Recently, I returned to the rarified air of Castelluccio di Norcia — where Italy’s Apennines touch the clouds inside Umbria’s Monti Sibillini National Park — to help celebrate a milestone in the life of the newest member of my small, extended family: the christening of my grandson, Baby Marcello.
Nearly 40 family members and friends, from Rome, Lombardy, Umbria and the Veneto, where I live, joined Allison and Maurizio (the parents) and Claudia and Fabrizio (the godparents) inside Santa Maria Assunta, Castelluccio’s 16th century stone church, to witness Baby Marcello receive the Sacrament of Baptism, the first of seven sacraments he can possibly receive during his lifetime, as he was officially welcomed into the Roman Catholic Church.
Like Christmas, Easter, birthdays, weddings and other landmark dates and special occasions during the year, it’s not a real christening here in the Bel Paese until all invited guests take their place around la tavola, touch glasses, break bread and work the daylights out of the knife, fork and spoon.
Baby Marcello may have slept through the church ceremony and barely opened an eye during the feast in his honor, but the rest of us were wide eyed and eager to savor the bounty of all the dishes prepared by Chef Mariella at Locanda de’ Senari, Castelluccio’s signature agriturismo restaurant that specializes in organic, homemade Umbrian fare, and where everything placed on the table is consumed (read, devoured).
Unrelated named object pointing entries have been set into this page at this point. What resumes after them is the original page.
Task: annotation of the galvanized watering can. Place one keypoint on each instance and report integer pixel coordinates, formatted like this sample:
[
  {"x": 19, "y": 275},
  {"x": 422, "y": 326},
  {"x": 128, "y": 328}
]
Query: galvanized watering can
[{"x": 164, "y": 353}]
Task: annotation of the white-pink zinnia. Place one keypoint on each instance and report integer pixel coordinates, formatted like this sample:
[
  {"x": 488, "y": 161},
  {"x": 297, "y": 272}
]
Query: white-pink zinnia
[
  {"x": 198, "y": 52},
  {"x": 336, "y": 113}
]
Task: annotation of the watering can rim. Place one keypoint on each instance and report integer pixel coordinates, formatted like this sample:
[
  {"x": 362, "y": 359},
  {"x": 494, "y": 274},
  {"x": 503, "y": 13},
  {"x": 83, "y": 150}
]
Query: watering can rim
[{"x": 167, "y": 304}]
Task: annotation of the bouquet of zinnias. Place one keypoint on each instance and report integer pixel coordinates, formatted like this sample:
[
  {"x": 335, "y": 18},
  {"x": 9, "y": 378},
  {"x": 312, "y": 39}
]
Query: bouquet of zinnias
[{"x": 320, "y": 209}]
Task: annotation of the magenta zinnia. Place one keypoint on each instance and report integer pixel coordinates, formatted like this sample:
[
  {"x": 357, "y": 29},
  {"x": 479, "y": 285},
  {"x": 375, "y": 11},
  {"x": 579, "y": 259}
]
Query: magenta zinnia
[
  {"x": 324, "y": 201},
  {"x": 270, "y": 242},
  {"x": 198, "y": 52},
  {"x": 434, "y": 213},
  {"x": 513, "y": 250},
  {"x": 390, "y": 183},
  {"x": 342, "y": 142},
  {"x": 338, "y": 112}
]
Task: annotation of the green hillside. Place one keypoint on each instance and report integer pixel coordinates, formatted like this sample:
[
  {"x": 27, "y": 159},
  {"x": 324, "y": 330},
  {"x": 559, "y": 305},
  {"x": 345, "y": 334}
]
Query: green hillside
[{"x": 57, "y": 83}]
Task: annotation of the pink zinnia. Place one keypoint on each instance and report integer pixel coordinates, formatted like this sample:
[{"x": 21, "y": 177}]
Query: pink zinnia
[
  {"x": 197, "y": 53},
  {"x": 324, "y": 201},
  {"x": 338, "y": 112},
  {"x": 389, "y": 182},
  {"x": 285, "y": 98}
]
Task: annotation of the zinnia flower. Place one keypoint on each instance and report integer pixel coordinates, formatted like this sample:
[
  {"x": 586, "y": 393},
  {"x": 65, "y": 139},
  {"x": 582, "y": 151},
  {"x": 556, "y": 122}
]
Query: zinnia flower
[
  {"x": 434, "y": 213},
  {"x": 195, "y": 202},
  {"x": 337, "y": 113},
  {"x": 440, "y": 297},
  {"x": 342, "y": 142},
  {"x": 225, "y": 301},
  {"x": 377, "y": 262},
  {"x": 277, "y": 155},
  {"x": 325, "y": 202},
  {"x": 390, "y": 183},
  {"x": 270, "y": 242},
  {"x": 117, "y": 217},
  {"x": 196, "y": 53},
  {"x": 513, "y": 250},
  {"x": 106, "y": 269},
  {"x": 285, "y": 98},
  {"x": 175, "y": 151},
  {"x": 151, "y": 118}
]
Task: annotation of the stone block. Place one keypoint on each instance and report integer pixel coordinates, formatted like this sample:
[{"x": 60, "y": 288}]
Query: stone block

Deep breaths taken all around, we then savored two mouthwatering pasta dishes, followed by an open-hearth, mixed-grill — beef, lamb and pork — accompanied by side dishes of the area’s world-renowned lentils, roasted potatoes and fresh baby greens in a balsamic vinaigrette.
Throughout the banquet, carafes of superlative regional red and white wines flowed freely, and much-needed espresso coffee, in single and double shots, came to the rescue at the end of the feast, along with a tris (three) of after-dinner herbal digestivi (digestifs).
Bellies bursting at the seams, we made our way towards the front door and the fading late-afternoon sun, stopping long enough to compliment the chef for a job deliciously done, accept the bomboniera (gift favor) offered by the proud parents, and kiss Baby Marcello on the cheek.
Thankfully, the next installment of My Big Fat Italian Christmas is months away; plenty of time for me to get back down to my “playing weight” before I tie another one on with knife, fork and spoon.